Son of Julius Josephson and Sarah Josephson
Husband of Hannah Josephson
Father of Eric Jonathan Josephson and Private
Brother of Moses Josephson; Essie Weinstein; Murray K Josephson and Harry Archibald Josephson

Managed by: Private User
Last Updated:

About Matthew Howard Josephson

From Wikipedia, the free encyclopedia

Matthew Josephson (February 15, 1899 – March 13, 1978) was an American journalist and author of works on nineteenth-century French literature and twentieth-century American economic history. Josephson is also credited with popularizing the term "robber baron" in one of his books.

He was born in Brooklyn, New York on February 15, 1899 to Jewish immigrant parents Julius and Sarah (née Kasindorf) Josephson. His father was from Iasi, Romania and his mother from Rostov-na-Donu, Russia. Julius Josephson was a printer who became a bank president before his death in 1925. He graduated from Columbia University and married Hannah Geffen in 1920. They lived in Europe in the 1920s. Hannah Josephson, librarian of the American Academy of Arts and Letters and an author in her own right, worked closely with her husband on various projects throughout their careers. In 1945 she and Malcolm Cowley edited Aragon, Poet of the Resistance. Matthew and Hannah Josephson collaborated on Al Smith: Hero of the Cities in 1969. They had two sons, Eric and Carl.
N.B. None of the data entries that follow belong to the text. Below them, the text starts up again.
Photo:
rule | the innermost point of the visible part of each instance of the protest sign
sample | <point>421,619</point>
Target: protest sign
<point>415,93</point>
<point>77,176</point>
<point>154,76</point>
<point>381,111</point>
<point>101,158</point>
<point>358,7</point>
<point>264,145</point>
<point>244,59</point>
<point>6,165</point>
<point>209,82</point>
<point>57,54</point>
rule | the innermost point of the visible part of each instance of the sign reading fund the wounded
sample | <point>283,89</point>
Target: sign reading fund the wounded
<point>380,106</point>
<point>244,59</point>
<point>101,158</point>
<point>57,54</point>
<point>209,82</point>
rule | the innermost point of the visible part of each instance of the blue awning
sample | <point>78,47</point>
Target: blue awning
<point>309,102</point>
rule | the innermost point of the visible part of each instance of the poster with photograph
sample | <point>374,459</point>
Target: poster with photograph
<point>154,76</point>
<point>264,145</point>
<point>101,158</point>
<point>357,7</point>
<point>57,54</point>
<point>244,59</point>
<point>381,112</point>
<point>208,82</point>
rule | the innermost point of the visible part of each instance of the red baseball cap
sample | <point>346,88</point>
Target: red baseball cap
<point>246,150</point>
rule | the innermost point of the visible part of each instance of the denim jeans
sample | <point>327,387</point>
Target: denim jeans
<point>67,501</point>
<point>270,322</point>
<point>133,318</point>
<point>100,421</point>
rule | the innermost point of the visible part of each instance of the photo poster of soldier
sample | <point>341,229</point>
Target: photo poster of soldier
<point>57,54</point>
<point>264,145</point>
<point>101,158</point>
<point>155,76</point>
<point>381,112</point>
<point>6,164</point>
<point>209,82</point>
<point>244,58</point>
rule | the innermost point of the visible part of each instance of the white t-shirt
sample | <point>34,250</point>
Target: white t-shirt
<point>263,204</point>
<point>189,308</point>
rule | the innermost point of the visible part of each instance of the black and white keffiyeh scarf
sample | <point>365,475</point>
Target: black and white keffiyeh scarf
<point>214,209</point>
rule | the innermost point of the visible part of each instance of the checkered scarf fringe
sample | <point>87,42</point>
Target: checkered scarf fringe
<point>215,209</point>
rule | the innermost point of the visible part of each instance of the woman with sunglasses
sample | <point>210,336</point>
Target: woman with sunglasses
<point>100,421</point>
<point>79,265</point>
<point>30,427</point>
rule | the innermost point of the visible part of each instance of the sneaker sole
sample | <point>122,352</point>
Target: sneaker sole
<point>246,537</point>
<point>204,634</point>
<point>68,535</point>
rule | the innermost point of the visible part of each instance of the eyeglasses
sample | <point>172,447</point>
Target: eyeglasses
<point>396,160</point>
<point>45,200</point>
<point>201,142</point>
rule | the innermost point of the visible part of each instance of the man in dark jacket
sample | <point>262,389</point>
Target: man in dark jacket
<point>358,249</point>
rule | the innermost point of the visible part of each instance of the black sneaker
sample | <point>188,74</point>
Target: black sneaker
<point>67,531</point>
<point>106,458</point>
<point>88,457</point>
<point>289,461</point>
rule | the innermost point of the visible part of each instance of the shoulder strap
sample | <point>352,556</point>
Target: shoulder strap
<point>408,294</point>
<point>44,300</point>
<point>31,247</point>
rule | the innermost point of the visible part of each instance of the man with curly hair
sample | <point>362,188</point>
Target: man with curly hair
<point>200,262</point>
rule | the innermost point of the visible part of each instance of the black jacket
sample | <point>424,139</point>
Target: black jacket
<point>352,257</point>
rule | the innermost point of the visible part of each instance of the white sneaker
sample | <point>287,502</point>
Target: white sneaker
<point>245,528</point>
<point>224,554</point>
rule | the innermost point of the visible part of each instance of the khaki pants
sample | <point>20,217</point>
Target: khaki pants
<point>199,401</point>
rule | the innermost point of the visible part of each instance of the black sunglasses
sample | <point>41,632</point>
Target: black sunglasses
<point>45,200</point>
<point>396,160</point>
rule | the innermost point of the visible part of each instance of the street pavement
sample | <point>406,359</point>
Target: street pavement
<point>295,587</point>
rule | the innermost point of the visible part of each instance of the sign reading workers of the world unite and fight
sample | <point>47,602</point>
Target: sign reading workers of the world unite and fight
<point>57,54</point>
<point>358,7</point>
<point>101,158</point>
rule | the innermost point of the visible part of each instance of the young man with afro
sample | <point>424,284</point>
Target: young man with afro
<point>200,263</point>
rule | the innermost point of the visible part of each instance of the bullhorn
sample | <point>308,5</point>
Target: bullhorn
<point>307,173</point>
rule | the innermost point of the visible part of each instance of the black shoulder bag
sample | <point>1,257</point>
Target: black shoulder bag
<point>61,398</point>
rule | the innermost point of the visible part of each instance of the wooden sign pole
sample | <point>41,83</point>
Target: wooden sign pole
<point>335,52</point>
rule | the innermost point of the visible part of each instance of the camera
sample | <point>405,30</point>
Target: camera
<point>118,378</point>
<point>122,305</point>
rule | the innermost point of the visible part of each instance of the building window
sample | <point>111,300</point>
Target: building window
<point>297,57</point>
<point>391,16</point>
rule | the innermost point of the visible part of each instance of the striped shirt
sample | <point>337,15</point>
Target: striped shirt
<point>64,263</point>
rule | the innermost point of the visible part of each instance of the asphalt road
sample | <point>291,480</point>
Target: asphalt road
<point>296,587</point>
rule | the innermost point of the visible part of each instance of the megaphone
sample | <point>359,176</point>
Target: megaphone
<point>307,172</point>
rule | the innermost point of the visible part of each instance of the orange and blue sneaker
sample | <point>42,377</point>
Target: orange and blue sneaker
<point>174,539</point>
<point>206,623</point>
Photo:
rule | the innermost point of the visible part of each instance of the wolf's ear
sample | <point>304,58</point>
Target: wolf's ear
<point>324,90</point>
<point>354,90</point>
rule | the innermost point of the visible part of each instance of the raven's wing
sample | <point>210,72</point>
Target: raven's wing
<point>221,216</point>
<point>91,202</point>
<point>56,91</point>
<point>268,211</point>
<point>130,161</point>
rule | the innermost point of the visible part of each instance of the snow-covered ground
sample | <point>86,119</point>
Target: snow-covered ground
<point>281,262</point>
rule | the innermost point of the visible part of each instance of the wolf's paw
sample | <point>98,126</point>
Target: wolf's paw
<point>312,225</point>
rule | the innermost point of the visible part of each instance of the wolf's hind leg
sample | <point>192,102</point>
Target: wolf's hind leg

Initially Josephson wrote poetry, published in Galimathias (1923), and reported for various "little magazines." He became associate editor of Broom (1922–24) and contributing editor of Transition (1928–29). Josephson was also a regular contributor to The New Republic, The Nation, The New Yorker, and the Saturday Evening Post.

Josephson's first biographies were Zola and His Time (1928) and Jean-Jacques Rousseau (1932). Influenced by Charles A. Beard and the Depression, and with only one major exception, Stendhal: or the Pursuit of Happiness (1946), Josephson changed his focus of interest from literature to economic history when he published The Robber Barons in 1934. This was followed by more full-length works in which Josephson served as a spokesman for intellectuals of his generation who were dissatisfied with the social and political status quo.

Josephson wrote two memoirs, Life Among the Surrealists (1962) and Infidel in the Temple (1967). In 1978, he died in Santa Cruz, California. He was 79.

He died on March 13, 1978 at the Community Hospital in Santa Cruz, California.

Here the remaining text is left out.